从 CubicSpline 到 PchipInterpolator:DFT 吸附能曲线插值振荡问题的排查与修复

May 1, 2026
Published in 科学计算

Abstract

在使用 Python 绘制 DFT 吸附能曲线的过程中,发现某些元素的曲线图在特定 $z$ 坐标附近出现不符合物理预期的异常振荡。排查后定位到问题根源:CubicSpline 三次样条插值在面对尖峰数据时会产生严重的过冲(overshoot)。本文将记录这一问题的分析过程和修复方案。

Keywords: Python, SciPy, 插值, DFT, 计算化学, 数据可视化, BugFix

问题现象

绘制碳(C)原子在 hcp 位点上的 $\Delta E_{\mathrm{ads}}$ 曲线时,在 $z \approx 11 \mathbin{-} 12\ \mathrm{Å}$ 区域出现明显异常波动,曲线形状与原始数据趋势严重不符,看起来像是插值算法"编"出了新的物理结构。

根因分析

检查原始 DFT 数据发现,C 的 hcp 位点在 $z \approx 11.6585\ \mathrm{Å}$ 附近存在一个极高的能量点:

$$ \begin{aligned} z \approx 11.5664\ \mathrm{Å} &\quad \Delta E_{\mathrm{ads}} \approx 2003.75\ \mathrm{eV} \ z \approx 11.6585\ \mathrm{Å} &\quad \Delta E_{\mathrm{ads}} \approx 12533.34\ \mathrm{eV} \ z \approx 11.7507\ \mathrm{Å} &\quad \Delta E_{\mathrm{ads}} \approx 1437.67\ \mathrm{eV} \end{aligned} $$

中间点的能量高达约 $1.25 \times 10^4\ \mathrm{eV}$,相邻两点之间的能量跨度极大,形成了非常陡峭的尖峰。

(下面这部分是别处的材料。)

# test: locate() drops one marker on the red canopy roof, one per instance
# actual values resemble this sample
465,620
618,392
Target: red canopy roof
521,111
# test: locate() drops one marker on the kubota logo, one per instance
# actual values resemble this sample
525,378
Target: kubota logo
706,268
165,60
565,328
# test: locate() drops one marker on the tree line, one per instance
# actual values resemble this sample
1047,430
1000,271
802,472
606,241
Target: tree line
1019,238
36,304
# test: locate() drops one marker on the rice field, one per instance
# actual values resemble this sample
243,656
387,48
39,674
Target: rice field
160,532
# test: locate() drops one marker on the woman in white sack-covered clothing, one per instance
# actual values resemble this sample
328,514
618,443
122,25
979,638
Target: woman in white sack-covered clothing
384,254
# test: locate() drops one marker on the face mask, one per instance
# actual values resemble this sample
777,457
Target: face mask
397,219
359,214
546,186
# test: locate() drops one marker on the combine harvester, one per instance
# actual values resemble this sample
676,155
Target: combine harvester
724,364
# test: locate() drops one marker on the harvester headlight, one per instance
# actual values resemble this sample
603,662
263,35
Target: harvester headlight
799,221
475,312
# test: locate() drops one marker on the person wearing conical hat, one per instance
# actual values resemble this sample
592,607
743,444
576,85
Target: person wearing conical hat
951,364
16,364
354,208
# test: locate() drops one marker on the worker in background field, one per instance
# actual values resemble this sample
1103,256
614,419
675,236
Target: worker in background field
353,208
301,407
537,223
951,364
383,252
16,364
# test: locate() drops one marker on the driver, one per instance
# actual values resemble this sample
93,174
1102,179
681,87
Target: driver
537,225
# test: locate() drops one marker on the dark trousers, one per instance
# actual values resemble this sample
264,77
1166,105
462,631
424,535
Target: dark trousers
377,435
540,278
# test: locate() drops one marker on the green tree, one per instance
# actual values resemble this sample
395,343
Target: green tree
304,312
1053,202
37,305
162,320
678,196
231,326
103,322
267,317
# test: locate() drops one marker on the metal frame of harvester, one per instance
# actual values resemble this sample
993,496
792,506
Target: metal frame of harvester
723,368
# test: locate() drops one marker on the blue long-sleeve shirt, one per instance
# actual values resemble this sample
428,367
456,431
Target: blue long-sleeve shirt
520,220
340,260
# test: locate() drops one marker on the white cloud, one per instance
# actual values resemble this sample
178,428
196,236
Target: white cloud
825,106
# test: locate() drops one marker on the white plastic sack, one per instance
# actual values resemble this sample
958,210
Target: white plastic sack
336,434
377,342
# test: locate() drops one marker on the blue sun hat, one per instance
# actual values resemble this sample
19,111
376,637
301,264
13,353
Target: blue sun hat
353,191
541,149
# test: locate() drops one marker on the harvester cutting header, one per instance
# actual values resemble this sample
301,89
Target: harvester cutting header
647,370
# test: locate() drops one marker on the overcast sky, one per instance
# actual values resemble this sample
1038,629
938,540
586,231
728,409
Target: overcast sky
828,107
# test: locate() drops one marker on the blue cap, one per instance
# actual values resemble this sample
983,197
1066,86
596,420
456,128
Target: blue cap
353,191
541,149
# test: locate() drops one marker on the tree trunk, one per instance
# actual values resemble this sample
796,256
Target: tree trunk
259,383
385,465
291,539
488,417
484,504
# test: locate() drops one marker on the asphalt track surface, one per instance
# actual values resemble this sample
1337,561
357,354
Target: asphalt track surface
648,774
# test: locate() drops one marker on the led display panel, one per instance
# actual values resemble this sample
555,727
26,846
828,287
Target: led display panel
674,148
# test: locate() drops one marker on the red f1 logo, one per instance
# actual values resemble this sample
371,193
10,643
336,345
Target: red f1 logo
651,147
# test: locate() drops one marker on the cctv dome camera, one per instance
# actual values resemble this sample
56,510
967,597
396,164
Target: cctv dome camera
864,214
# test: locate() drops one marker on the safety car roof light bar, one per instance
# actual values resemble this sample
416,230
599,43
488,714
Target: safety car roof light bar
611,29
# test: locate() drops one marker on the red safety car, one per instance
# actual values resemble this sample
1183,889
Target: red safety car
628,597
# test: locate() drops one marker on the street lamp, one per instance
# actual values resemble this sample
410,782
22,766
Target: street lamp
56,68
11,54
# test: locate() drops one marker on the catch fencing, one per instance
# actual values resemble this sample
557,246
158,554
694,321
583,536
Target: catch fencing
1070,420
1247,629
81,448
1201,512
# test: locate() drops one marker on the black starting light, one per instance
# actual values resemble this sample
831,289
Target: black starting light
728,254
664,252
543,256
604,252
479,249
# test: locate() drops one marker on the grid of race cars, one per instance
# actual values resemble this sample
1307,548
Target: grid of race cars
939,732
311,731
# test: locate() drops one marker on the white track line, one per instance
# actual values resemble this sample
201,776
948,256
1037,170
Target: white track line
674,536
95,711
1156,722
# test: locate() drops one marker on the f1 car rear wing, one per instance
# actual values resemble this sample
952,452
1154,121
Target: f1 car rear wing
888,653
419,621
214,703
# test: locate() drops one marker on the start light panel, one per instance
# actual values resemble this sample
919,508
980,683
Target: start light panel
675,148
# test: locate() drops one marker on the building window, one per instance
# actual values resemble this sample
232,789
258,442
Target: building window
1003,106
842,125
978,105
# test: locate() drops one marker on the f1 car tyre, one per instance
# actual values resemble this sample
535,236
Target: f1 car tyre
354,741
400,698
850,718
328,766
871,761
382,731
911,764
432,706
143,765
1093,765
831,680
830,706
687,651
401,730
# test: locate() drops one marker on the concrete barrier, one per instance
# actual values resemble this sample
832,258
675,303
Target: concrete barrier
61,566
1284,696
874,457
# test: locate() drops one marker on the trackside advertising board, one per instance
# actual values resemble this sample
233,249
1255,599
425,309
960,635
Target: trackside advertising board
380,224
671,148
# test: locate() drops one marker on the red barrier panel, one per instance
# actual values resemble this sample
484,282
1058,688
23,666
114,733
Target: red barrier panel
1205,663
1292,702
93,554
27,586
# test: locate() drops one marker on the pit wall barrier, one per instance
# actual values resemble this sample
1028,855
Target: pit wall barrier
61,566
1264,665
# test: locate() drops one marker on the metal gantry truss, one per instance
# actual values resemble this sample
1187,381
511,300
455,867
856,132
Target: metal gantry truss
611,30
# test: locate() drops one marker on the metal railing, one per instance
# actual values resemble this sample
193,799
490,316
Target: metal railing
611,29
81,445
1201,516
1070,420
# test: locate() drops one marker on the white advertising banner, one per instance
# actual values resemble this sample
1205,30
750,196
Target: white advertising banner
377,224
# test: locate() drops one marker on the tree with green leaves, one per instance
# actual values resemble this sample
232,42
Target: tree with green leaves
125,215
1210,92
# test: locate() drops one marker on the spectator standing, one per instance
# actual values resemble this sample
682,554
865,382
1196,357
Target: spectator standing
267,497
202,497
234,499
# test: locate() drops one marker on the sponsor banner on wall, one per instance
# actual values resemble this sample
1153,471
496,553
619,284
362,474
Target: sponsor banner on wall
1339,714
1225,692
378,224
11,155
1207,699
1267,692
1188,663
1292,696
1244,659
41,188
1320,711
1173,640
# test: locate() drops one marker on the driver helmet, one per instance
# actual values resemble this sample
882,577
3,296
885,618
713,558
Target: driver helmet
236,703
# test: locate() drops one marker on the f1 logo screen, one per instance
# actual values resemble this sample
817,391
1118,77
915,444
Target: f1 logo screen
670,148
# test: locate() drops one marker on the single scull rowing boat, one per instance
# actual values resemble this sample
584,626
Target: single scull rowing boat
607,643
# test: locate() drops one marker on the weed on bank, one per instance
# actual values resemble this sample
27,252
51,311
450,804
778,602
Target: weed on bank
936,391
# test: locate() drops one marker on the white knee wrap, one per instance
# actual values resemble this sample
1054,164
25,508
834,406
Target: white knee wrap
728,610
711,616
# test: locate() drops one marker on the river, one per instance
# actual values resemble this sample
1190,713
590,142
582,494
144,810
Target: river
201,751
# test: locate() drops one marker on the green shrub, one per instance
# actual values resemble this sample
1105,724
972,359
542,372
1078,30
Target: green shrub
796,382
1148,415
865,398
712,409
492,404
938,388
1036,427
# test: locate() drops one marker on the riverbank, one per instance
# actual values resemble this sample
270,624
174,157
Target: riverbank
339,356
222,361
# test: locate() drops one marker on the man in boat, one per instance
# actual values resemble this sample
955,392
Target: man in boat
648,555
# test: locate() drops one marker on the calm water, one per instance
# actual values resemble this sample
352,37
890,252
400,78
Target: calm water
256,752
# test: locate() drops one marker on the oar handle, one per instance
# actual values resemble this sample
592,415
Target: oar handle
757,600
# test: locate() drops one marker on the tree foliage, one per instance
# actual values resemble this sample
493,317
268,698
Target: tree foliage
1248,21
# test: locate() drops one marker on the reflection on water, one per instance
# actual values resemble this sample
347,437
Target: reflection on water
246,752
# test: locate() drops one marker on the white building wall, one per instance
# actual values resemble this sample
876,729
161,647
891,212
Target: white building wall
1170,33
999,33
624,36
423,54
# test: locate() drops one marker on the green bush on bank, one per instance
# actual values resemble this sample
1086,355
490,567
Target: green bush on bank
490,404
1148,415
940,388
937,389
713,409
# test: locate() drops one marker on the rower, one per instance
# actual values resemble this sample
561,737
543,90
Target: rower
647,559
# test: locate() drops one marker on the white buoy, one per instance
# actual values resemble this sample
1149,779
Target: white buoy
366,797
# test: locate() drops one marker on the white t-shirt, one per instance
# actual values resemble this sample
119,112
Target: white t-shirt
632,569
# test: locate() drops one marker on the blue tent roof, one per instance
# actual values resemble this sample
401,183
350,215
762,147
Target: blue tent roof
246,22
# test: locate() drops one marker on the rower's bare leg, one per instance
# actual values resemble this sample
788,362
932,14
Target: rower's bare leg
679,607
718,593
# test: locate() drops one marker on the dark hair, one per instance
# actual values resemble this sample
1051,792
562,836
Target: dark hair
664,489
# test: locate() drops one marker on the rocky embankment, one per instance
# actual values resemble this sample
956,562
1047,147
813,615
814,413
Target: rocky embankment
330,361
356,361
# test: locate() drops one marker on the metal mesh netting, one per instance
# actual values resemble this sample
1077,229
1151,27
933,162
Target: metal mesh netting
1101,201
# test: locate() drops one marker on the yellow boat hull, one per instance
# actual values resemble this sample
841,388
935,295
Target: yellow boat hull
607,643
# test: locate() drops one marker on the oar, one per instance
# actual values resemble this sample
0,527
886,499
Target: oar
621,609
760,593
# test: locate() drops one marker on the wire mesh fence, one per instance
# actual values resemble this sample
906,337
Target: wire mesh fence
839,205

CubicSpline 三次样条插值强制要求整条曲线二阶连续可导。为了在尖峰两侧满足光滑性约束,样条在峰值前后会额外"摆动",产生原始数据中并不存在的伪极值点——这就是过冲(overshoot)和振荡(ringing)现象。

注意:异常曲线并非数据读取错误,而是插值方法本身在尖峰区域的数学特性所致。

解决方案:PCHIP 形状保持插值

将插值方法从 scipy.interpolate.CubicSpline 替换为 scipy.interpolate.PchipInterpolator

PCHIP(Piecewise Cubic Hermite Interpolating Polynomial)同样是分段三次插值,但它属于形状保持插值(shape-preserving interpolation)。核心区别在于:

特性CubicSplinePchipInterpolator
光滑性二阶连续可导一阶连续可导
过冲控制尖峰区域容易过冲不会产生额外振荡
对局部形状的尊重较低较高
适用场景平滑、缓慢变化的数据含尖峰、快速变化或非单调趋势的数据

PCHIP 通过约束每个区间内插值多项式的导数符号来保证单调性,因此即便原数据中存在极度尖锐的峰,插值曲线也不会在峰的两侧产生不应有的凹陷或凸起。

代码修改

修改前后对比:

修改前(CubicSpline)

from scipy.interpolate import CubicSpline

spline = CubicSpline(x_array, y_array)
x_smooth = np.linspace(x_array.min(), x_array.max(), SPLINE_POINTS)
y_smooth = spline(x_smooth)

修改后(PchipInterpolator)

from scipy.interpolate import PchipInterpolator

spline = PchipInterpolator(x_array, y_array)
x_smooth = np.linspace(x_array.min(), x_array.max(), SPLINE_POINTS)
y_smooth = spline(x_smooth)

仅需更改导入和实例化的一行代码,即可解决异常振荡问题。

完整脚本

以下是修复后的完整绘图脚本 plot_energy_adatom.py,支持六种元素(C、H、N、O、S、Si)在四种吸附位点(top、bridge、fcc、hcp)上分别绘制 $\Delta E_{\mathrm{ads}}$ 曲线,同时叠加 TA017(纯净表面,实线)和 TA018(含空位表面,虚线)两套数据:

#!/usr/bin/env python3
"""Plot TA017/TA018 delta adsorption energy curves by element."""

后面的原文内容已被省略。